Threading the needle between innovation and security has created some friction with the desire to get ahead in geopolitical competition for emerging technologies, but, according to one State Department official, these two missions — maintaining competition while strategically safeguarding human rights — are not necessarily mutually exclusive. 

“AI safety and risk, this truly needs to be a global conversation,” Seth Center, the State Department’s deputy envoy for critical and emerging technology, said in a Thursday conversation hosted by Foreign Policy.
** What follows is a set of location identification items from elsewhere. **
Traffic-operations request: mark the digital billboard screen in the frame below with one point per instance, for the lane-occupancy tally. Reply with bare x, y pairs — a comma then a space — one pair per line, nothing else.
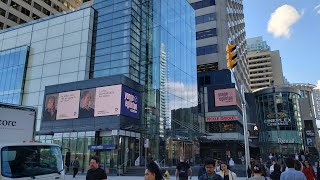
226, 97
94, 102
108, 100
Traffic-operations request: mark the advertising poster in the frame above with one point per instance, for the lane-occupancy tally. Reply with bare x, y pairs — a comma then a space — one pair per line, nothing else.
225, 97
87, 103
68, 105
50, 107
107, 101
130, 102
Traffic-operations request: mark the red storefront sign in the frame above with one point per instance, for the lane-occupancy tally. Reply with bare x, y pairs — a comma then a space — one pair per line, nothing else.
221, 118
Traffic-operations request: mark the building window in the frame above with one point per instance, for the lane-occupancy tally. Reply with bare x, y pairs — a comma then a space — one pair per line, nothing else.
22, 21
2, 12
37, 6
34, 16
203, 4
25, 11
13, 18
46, 12
5, 1
205, 18
15, 5
206, 33
47, 2
207, 50
27, 1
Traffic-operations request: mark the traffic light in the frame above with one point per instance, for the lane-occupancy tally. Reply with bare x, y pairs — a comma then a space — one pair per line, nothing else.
231, 63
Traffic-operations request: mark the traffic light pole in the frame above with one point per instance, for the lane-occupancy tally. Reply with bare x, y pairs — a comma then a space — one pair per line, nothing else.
245, 128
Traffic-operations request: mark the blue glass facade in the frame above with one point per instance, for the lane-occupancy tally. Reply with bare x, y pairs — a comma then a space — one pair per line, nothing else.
117, 37
13, 64
153, 42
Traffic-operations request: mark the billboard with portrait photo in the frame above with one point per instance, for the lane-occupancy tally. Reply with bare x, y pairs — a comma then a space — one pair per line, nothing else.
108, 101
50, 107
68, 105
87, 103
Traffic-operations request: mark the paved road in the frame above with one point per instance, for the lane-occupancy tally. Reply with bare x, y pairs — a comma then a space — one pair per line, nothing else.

He added that this engagement can be done with China, one of the U.S.’s strongest competitors, even in the face of ongoing sanctions and political tensions. 

“Chinese-backed companies are developing powerful AI systems,” he said. “We have shared interests, not just with China, but every country around the world, to make sure that as these systems are developed and deployed, that we have a shared sense and framework for how to manage the risks.”

The Department of State is taking a methodical approach to its posture on AI and the technology’s societal implications on an international scale, all of which hinges on a strong plurilateral and collaborative approach to diplomacy, Center explained.

“The reality is that we have moved extraordinarily quickly into the AI era, both in terms of the evolution of our domestic policy and in the evolution of our diplomacy,” he said. “I say that only as a backdrop to the international conversation, where we've really thought geometrically about expanding the strategy from a domestic approach that captures… a balance between the promise and peril of AI.”

Center said that aligning the G7 intergovernmental cohort around core issues related to the misuse of AI technology is an example of State’s forward-looking diplomacy.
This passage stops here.